Pemier prix de poésie au concours national de littérature 2018 ASC de BNPParibas sur le thème de l'amitié.

Vert de rage

 

“Le pardon est la plus belle des choses, mais la vengeance est tellement plus satisfaisante.”

Simon Dussault

 

Mathias Beaussire s’ennuyait ferme. Déjà trois semaines qu’il était mort ! Trois semaines dans une vie d’homme, cela passe très vite, mais dans une vie de plante verte, c’est autre chose ! Eh oui ! Aussi étrange que cela paraisse, il s’était réincarné en plante tropicale.

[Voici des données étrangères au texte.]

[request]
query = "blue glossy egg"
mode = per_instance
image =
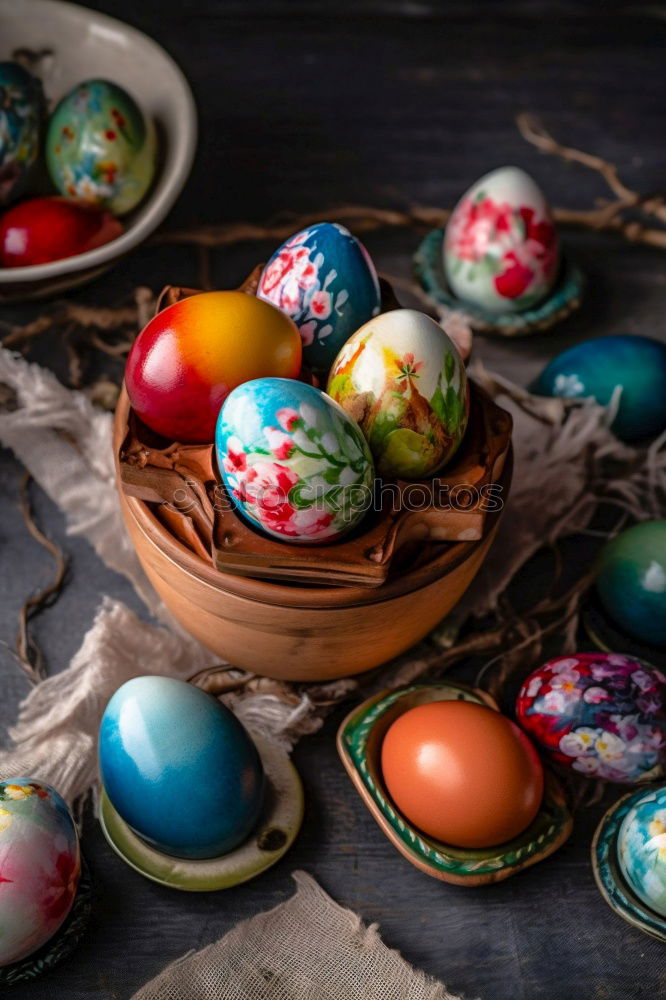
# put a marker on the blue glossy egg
(324, 279)
(631, 581)
(596, 367)
(179, 768)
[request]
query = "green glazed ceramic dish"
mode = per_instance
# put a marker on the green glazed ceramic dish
(274, 835)
(609, 878)
(563, 300)
(359, 745)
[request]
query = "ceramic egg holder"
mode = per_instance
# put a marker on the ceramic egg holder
(359, 743)
(183, 483)
(564, 299)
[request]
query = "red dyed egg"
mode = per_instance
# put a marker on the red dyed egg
(462, 773)
(186, 361)
(46, 229)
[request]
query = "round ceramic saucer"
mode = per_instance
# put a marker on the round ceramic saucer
(63, 942)
(609, 878)
(563, 300)
(275, 833)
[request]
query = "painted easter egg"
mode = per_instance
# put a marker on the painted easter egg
(602, 714)
(641, 849)
(101, 147)
(403, 381)
(21, 109)
(501, 249)
(325, 280)
(631, 581)
(462, 773)
(40, 866)
(190, 356)
(180, 768)
(46, 229)
(292, 461)
(632, 368)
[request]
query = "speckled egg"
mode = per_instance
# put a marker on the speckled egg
(501, 250)
(634, 368)
(602, 714)
(402, 379)
(631, 581)
(188, 358)
(641, 848)
(101, 147)
(21, 108)
(293, 462)
(325, 280)
(40, 866)
(179, 768)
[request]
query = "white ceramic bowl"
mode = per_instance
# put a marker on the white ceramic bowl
(83, 44)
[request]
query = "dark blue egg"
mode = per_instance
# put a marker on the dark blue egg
(631, 581)
(324, 279)
(180, 768)
(596, 367)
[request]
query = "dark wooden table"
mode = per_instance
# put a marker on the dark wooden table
(306, 104)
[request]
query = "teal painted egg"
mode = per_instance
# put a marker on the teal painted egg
(21, 107)
(294, 464)
(501, 249)
(631, 581)
(641, 847)
(324, 279)
(101, 147)
(180, 768)
(40, 866)
(634, 366)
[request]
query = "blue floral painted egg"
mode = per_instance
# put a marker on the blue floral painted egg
(40, 866)
(292, 461)
(179, 768)
(21, 107)
(601, 714)
(641, 847)
(631, 581)
(634, 366)
(324, 279)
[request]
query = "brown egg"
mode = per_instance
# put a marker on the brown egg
(462, 773)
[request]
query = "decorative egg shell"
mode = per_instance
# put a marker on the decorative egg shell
(189, 357)
(403, 381)
(501, 249)
(463, 773)
(292, 461)
(602, 714)
(635, 365)
(641, 848)
(21, 107)
(631, 581)
(179, 768)
(101, 147)
(325, 280)
(40, 866)
(46, 229)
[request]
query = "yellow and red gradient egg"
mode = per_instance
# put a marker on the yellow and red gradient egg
(189, 357)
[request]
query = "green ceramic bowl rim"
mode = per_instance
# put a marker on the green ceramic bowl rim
(463, 863)
(283, 816)
(608, 874)
(563, 300)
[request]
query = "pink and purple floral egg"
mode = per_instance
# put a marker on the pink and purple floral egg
(40, 866)
(324, 279)
(294, 464)
(601, 714)
(501, 249)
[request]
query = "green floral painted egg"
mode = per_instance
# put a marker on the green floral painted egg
(403, 381)
(101, 147)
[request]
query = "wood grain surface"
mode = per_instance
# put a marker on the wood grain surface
(309, 104)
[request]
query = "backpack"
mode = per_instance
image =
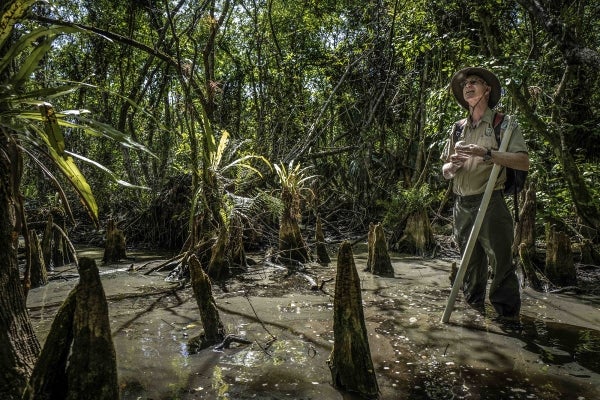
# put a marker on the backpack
(515, 179)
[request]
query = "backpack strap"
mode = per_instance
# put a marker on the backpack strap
(459, 126)
(498, 118)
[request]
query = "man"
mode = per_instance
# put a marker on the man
(469, 163)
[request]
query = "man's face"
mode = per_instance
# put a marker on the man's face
(474, 88)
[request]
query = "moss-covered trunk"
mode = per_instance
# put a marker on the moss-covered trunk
(350, 361)
(20, 346)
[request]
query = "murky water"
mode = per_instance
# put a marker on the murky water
(554, 353)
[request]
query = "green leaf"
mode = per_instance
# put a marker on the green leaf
(13, 14)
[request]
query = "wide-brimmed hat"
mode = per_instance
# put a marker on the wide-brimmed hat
(487, 76)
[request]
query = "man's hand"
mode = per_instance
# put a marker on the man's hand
(469, 150)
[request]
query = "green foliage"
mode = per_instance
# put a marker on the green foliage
(405, 202)
(41, 132)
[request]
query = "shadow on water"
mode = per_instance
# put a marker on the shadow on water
(573, 349)
(557, 343)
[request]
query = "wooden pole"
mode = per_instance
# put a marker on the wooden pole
(487, 194)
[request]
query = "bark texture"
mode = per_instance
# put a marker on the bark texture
(92, 369)
(20, 346)
(114, 249)
(525, 228)
(416, 237)
(560, 267)
(529, 269)
(214, 332)
(39, 275)
(381, 264)
(322, 254)
(350, 360)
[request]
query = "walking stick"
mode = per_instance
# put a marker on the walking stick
(477, 224)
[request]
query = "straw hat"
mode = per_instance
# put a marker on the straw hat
(487, 76)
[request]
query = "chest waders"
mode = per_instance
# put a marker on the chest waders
(489, 188)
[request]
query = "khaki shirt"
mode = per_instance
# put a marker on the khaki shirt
(472, 178)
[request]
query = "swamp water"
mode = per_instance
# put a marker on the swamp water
(554, 353)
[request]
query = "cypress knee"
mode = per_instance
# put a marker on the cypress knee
(214, 332)
(350, 360)
(381, 264)
(92, 370)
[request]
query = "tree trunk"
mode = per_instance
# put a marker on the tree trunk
(219, 265)
(529, 269)
(417, 234)
(350, 360)
(39, 275)
(20, 346)
(115, 248)
(525, 228)
(322, 254)
(60, 253)
(560, 267)
(292, 246)
(47, 243)
(236, 243)
(370, 246)
(381, 264)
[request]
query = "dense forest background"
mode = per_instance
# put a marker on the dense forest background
(214, 123)
(356, 93)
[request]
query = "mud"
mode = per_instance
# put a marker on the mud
(553, 353)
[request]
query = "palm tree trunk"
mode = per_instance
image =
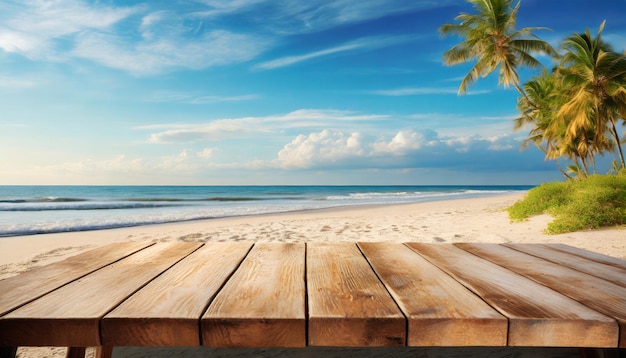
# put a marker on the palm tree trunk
(618, 144)
(521, 91)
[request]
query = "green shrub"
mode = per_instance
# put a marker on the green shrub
(591, 203)
(539, 200)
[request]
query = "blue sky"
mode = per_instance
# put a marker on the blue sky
(261, 92)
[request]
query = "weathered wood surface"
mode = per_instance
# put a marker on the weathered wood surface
(263, 303)
(70, 316)
(538, 316)
(167, 310)
(322, 294)
(440, 311)
(26, 287)
(603, 296)
(604, 271)
(348, 305)
(608, 260)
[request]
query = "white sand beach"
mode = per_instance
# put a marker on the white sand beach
(467, 220)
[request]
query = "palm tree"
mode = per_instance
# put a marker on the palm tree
(594, 79)
(538, 110)
(491, 40)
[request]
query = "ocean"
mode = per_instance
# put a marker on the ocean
(29, 210)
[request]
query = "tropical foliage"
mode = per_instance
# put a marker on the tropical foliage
(594, 202)
(573, 111)
(492, 41)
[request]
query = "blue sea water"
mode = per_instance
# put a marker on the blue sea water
(27, 210)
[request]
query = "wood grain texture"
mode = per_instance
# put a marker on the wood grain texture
(600, 295)
(611, 273)
(167, 311)
(28, 286)
(538, 315)
(263, 303)
(348, 305)
(440, 311)
(608, 260)
(8, 352)
(70, 316)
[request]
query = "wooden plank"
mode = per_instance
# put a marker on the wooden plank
(8, 352)
(263, 303)
(606, 272)
(607, 260)
(348, 305)
(600, 295)
(166, 312)
(75, 352)
(538, 315)
(70, 316)
(440, 311)
(28, 286)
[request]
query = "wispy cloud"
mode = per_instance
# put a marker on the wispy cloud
(236, 128)
(167, 53)
(181, 97)
(403, 150)
(416, 91)
(368, 43)
(35, 28)
(297, 16)
(16, 83)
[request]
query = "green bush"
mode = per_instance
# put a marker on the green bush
(591, 203)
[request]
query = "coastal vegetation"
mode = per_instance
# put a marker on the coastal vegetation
(573, 112)
(590, 203)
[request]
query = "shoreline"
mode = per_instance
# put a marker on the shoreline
(480, 219)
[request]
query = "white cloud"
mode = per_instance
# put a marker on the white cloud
(206, 153)
(325, 147)
(406, 149)
(231, 128)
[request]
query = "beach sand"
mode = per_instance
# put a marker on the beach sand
(466, 220)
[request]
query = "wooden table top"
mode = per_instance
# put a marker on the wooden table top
(319, 294)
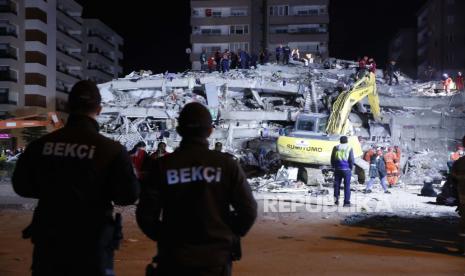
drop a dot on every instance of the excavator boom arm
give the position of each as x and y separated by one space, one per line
364 87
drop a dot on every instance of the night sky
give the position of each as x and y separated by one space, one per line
156 33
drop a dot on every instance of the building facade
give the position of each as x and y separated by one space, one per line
403 50
44 51
441 37
254 25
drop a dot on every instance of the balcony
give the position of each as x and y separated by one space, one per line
100 70
7 32
299 19
9 7
8 75
232 20
68 72
103 38
63 51
65 12
200 38
9 52
296 37
102 54
65 32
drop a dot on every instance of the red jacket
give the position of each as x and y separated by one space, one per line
459 82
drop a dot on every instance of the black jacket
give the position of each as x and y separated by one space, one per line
194 188
77 174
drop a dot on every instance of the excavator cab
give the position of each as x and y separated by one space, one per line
311 122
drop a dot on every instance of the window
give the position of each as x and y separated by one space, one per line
238 11
36 79
36 57
8 6
234 47
35 100
279 10
8 29
210 31
450 19
306 125
35 13
36 35
4 96
306 10
239 29
8 75
6 51
451 38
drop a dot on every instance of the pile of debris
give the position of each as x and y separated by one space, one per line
251 108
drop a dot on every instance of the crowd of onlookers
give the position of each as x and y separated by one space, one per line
241 59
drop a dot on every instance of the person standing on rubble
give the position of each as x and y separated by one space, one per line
225 61
203 60
459 81
392 161
447 83
392 72
286 54
377 169
454 156
218 60
371 65
194 189
77 175
138 157
458 175
211 64
160 152
279 53
362 67
342 160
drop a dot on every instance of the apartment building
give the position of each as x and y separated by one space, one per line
403 49
301 24
44 51
441 37
103 51
253 25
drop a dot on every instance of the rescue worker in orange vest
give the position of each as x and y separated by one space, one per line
448 83
392 159
369 154
454 156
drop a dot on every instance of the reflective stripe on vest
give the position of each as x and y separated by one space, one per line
342 152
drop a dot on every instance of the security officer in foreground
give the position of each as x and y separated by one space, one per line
458 174
77 175
193 189
342 160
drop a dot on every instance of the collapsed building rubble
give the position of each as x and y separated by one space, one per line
251 108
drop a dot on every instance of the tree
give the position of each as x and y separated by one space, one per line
32 133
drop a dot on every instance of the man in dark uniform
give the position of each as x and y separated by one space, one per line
342 160
458 174
77 174
194 189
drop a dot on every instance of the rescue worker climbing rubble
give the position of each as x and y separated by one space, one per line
458 174
377 169
454 156
392 161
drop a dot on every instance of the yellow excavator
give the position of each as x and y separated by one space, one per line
310 143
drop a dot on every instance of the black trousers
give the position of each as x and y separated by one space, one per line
169 269
57 259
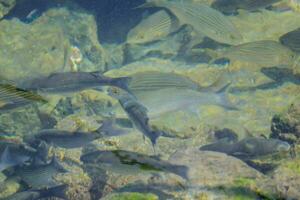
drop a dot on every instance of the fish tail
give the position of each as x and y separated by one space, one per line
57 191
150 4
122 82
213 54
181 171
224 100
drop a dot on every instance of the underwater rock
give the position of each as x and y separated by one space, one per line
219 168
287 124
6 6
169 47
20 43
132 196
50 45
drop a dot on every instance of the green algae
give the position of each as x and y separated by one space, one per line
134 196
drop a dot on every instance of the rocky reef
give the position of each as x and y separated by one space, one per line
66 39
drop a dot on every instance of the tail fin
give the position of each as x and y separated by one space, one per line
108 128
57 191
180 170
122 82
224 100
150 4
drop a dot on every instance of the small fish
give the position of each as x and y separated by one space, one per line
41 176
57 191
119 158
152 80
265 53
13 97
137 113
249 148
153 28
66 139
204 19
168 100
291 40
73 82
232 6
13 154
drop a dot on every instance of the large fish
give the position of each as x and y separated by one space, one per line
72 82
154 80
265 53
41 176
168 100
203 18
13 97
154 27
77 139
248 148
292 40
137 113
57 191
231 6
120 159
14 154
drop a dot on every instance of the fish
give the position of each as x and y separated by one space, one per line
154 80
168 100
204 19
72 82
249 148
137 113
232 6
41 176
264 53
67 139
14 154
12 97
77 139
291 40
153 28
122 158
57 191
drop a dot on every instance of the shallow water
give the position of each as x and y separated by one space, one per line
170 117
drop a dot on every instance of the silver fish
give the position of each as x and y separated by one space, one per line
57 191
13 154
120 159
41 176
72 82
137 113
12 97
291 40
152 28
168 100
249 148
231 6
203 18
265 53
152 80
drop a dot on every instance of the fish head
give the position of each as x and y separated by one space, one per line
282 146
114 92
136 37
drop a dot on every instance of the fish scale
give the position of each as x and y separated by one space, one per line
203 18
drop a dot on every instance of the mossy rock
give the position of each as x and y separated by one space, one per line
134 196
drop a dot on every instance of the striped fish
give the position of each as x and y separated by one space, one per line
203 18
41 176
291 40
152 28
12 97
151 80
265 53
231 6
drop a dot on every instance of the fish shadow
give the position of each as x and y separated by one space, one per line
278 75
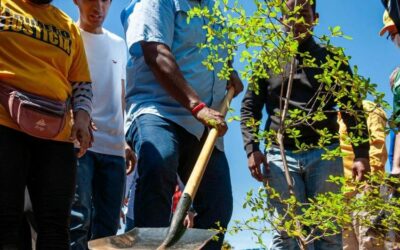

Il avait toujours pensé que la métempsychose était une croyance destinée à quelques bouddhistes plutôt illuminés. D’ailleurs, il n’ajoutait foi à aucun dogme religieux, ne vénérait nulle divinité, ne redoutait pas l’enfer, pas plus qu’il n’espérait le paradis. Il croyait en lui, tout simplement. Il faut dire qu’en toute modestie, il se voyait comme l’archétype du beau gosse, trentaine rayonnante, corps harmonieusement body-buildé, barbe de trois jours, regard d’acier, garde-robe à la pointe de la mode. Sa petite voiture de sport était une sorte d’aimant à filles. Un bon métier qui lui permettait de bien gagner sa vie sans trop s’investir, un appartement agréable avec vue sur la ville, des succès faciles auprès des filles. Sans vouloir se jeter des fleurs, il avait parfaitement réussi sa vie… jusqu’au drame. Maintenant, il végétait dans une jardinerie. Et pourquoi renaître en végétal alors que dans son existence précédente, il n’avait absolument pas la main verte ? Parmi l’immense variété florale présente dans le monde, il connaissait essentiellement les roses qu’il offrait à ses conquêtes, blanches pour un premier rendez-vous, rouges au meilleur de la relation et jaunes en cadeau de rupture. Comme le temps passait lentement ! Il commençait à comprendre la signification de l’expression prendre racine. Il ne pouvait pas dire que l’on ne s’occupait pas bien de lui, on le sortait quand il faisait beau, le rentrait pour la nuit et il pouvait boire toute l’eau qu’il désirait. De l’eau ! Quelle horreur ! Il aurait donné quelques-unes de ses feuilles vernissées pour un mojito. Il ne se passait strictement rien. Les clients du magasin s’extasiaient sur ses fleurs pourpres, mais ne faisaient que l'admirer et repartaient avec des croquettes pour chien ou un poisson rouge. Certains déchiffraient la petite pancarte fixée sur son pot : nemesia mortifer. C’est ainsi qu’il s’appelait désormais. Quelle existence trépidante ! Au moins, il pouvait se consoler avec le fait qu’il était une plante d’ornement, il aurait pu renaître en ortie ou en chiendent.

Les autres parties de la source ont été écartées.